Located near Alwar in Rajasthan, Bhangarh Fort is an easy day trip from Sariska. It’s best to drive from Delhi and spend the night on the fringes of the Sariska National Park, and leave for Bhangarh the following morning.
Legend has it
The most popular legend is that of the beautiful princess Ratnavati of Bhangarh. It is said that a sorcerer fell in love with her, and made a magic potion in order to make her fall in love with him. He tried to sell this potion off as a beauty enhancing oil to her maid. The princess, however, saw through the whole act and poured it on the ground. This oil is said to have then turned into a boulder that crushed the sorcerer, who cursed her saying that the she would die without an heir to leave behind, and the place would soon be razed to the grounds.
Historically speaking, a great famine in the 1800s is believed to have caused the end of the all life there.
Yet another legend claims that king Madho Singh decided to make the fort his capital in the 17th century after getting the approval from Guru Balu Nath who meditated at the highest point there. He got permission on the one condition that the shadow of the palace should never fall on his meditation spot; else the city would be ruined. However, the king’s ambitious descendants paid no heed to this and built it to such heights that the palace cast a shadow on the meditation spot. And this led to Bhangarh’s undoing. One can still see this spot high up beyond a rocky trail.

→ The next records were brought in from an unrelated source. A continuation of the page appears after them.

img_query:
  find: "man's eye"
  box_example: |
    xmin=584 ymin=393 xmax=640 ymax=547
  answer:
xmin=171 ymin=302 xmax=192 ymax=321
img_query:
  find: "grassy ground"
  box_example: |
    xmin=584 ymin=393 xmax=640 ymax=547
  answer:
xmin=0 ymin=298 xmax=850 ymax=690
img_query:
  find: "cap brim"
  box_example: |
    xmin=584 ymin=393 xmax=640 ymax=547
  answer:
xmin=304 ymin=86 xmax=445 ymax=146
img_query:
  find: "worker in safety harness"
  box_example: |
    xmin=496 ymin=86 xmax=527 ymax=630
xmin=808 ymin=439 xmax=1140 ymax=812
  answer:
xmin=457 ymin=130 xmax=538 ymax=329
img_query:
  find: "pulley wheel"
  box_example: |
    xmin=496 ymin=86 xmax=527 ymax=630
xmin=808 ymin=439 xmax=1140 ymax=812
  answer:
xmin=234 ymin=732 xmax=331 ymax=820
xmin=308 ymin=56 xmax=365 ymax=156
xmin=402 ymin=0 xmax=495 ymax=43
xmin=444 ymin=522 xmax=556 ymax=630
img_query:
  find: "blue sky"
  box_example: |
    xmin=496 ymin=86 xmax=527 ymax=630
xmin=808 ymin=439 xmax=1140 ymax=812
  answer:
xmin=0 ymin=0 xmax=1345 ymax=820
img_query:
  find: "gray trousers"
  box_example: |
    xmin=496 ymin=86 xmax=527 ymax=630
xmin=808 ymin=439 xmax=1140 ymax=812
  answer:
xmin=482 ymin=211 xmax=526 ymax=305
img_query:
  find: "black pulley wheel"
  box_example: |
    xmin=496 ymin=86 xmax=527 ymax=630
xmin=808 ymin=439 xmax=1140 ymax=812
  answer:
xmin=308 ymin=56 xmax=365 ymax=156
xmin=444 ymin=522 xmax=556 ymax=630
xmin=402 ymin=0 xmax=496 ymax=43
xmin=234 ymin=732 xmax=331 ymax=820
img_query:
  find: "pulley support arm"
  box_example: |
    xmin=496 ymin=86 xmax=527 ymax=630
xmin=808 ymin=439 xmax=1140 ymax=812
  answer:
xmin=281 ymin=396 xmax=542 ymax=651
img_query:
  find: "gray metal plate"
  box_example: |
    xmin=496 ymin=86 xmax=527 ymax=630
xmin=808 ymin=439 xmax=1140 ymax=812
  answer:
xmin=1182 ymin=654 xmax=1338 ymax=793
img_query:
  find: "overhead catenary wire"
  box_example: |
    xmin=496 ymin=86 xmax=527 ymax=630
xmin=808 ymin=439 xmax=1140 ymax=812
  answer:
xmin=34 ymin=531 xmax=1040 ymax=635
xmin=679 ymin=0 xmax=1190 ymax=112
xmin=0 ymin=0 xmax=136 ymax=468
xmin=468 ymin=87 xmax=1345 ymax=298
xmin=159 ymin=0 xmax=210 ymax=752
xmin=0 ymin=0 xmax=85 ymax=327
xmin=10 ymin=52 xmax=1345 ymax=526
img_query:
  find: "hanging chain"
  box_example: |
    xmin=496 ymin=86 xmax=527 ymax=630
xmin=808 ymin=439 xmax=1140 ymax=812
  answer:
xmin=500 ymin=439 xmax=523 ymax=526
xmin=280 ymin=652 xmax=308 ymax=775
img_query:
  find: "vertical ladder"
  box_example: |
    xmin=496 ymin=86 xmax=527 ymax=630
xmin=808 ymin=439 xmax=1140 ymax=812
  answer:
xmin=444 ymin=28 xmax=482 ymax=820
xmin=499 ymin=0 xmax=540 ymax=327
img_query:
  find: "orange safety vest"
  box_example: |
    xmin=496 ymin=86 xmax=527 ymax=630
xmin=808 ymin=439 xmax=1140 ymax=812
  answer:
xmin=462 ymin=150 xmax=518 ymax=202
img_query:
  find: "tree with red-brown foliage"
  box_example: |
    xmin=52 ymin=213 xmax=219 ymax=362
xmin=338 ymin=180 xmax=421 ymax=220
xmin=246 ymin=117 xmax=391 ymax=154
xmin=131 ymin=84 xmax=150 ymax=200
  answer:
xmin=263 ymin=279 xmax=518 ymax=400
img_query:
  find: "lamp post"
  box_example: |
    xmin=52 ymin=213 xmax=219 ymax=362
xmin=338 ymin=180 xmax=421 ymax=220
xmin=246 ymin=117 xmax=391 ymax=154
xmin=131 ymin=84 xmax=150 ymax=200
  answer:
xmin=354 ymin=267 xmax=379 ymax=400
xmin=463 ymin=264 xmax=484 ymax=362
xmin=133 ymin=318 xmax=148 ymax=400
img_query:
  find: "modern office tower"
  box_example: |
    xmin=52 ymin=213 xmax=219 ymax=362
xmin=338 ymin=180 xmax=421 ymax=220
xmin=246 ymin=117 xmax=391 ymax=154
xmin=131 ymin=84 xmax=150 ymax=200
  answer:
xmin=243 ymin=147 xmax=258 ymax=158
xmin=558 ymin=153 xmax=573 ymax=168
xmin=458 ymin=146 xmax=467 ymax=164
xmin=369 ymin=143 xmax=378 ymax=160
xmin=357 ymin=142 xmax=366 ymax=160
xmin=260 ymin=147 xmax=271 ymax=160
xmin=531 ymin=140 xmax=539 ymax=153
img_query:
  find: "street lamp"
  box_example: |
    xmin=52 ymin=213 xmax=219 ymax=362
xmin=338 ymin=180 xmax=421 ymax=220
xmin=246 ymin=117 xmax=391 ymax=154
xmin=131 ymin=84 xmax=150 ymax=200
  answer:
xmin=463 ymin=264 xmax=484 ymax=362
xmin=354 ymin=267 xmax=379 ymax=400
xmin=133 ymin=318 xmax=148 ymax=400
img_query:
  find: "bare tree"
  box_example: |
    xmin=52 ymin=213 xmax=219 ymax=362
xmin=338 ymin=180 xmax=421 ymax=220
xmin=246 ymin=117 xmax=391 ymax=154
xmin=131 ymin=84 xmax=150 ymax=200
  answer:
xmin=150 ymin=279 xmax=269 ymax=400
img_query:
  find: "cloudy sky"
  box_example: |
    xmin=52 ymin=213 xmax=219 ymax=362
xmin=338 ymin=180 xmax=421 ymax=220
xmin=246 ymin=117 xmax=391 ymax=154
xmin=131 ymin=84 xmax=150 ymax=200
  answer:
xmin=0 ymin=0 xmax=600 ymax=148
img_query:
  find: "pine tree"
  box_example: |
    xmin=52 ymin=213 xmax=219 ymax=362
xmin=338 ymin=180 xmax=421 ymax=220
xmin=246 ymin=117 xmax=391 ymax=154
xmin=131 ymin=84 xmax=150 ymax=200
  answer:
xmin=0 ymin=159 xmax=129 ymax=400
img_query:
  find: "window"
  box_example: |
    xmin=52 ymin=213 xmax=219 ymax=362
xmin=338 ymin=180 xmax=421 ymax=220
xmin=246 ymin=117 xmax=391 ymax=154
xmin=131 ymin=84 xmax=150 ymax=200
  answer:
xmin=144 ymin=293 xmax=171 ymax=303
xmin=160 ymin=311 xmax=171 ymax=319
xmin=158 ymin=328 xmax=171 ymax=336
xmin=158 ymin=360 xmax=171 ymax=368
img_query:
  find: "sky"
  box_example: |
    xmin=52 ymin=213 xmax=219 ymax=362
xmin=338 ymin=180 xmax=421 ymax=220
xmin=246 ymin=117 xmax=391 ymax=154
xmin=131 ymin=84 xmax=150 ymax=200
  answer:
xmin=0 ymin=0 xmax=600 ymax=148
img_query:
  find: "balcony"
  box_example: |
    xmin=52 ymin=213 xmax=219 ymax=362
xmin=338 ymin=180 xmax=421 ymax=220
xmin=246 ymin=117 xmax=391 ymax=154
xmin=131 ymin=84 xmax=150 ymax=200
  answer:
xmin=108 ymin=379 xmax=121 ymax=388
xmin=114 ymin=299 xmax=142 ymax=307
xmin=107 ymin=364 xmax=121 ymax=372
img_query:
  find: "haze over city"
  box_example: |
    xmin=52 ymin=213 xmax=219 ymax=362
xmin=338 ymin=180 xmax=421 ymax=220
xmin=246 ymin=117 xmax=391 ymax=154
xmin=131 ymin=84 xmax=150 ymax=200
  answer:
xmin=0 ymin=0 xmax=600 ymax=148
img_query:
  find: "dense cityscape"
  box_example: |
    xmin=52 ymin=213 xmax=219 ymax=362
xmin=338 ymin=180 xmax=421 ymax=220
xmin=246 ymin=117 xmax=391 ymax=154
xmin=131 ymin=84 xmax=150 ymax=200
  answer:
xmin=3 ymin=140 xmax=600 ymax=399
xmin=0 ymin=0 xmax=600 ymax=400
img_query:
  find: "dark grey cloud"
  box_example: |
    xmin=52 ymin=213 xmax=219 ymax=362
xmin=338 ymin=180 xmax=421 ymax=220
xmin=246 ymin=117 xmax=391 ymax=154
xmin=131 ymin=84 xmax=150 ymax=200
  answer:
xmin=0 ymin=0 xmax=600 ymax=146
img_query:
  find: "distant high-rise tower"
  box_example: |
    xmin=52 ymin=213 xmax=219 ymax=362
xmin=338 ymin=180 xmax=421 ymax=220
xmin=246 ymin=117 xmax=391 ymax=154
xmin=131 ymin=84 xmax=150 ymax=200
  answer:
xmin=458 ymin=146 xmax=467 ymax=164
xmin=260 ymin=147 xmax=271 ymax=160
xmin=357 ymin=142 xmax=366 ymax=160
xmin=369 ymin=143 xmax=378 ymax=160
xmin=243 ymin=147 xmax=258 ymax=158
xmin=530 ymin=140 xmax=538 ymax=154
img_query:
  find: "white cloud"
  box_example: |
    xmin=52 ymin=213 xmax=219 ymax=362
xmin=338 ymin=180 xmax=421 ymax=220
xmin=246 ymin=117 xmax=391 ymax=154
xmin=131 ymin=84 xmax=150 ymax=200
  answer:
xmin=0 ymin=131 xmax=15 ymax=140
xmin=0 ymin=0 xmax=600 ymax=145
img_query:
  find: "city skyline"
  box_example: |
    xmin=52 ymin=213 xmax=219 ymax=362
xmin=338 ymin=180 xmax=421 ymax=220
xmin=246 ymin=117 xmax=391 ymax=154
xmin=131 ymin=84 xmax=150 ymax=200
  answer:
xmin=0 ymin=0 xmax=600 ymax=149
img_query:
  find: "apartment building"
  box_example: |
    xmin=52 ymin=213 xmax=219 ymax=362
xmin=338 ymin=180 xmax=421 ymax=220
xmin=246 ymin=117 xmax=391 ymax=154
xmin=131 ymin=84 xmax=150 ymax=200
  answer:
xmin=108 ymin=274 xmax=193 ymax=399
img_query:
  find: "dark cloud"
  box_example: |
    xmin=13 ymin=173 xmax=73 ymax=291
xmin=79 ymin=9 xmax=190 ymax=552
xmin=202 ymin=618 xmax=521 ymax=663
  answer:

The minute you enter the premises, the grandeur of the place will floor you. The entire place is a song in stone; from the pathways down which inhabitants once walked to the broken arches under which flourished a bustling bazaar, to the ruins of the dancing girls’ quarters, and the imposing fort that still stands in all its crumbling splendor. Walk through the massive entrance to the main fort, and climb up for a rewarding view.
Wandering through these historic ruins is said to have sent many a pulse racing because of the stories that are told, but the architecture merits equal attention. Bhangarh is a grand monument, indeed. One can’t help but feel sad that its praiseworthy architecture now lies buried in its legends.
What to expect
Other than the odd visitor, don’t be surprised if you see a large number of locals (and langurs!) walking around the premises. While Bhangarh is a haunted and ruined settlement, it still holds a place of reverence in the hearts of the villagers who see it as the bastion of their forefathers and kings. There are several temples here, many of which are visited by the devout on various days of the week. Devotees also flock an awning inside the fort where the resident djinn is believed to appear on Tuesdays. A little trap door under it leads to a dungeon down below into which it supposedly disappears.
Break any rules, including the tacit ones. An ASI board stands in welcome, warning visitors against entering the fort after sunset. There’s even a hefty fine for it, which means they are serious about deterring people from straying in. This might come across as a little intimidating, but not only the ASI, the locals too dislike visitors from going inside once it’s dark. Do so, and you will be punished aptly, they say. Keep the thirst for adventure reserved for spotting tigers in Sariska.
Where to stay
Getting accommodation around Bhangarh is tricky, so it’s best to book beforehand. Alwar has a place for all budgets, but if you want to combine a safari at Sariska with your trip, Vanaashraya in the Tehla village is a great choice. The place has luxurious tents and organizes safaris and trips to surrounding areas including Bhangarh.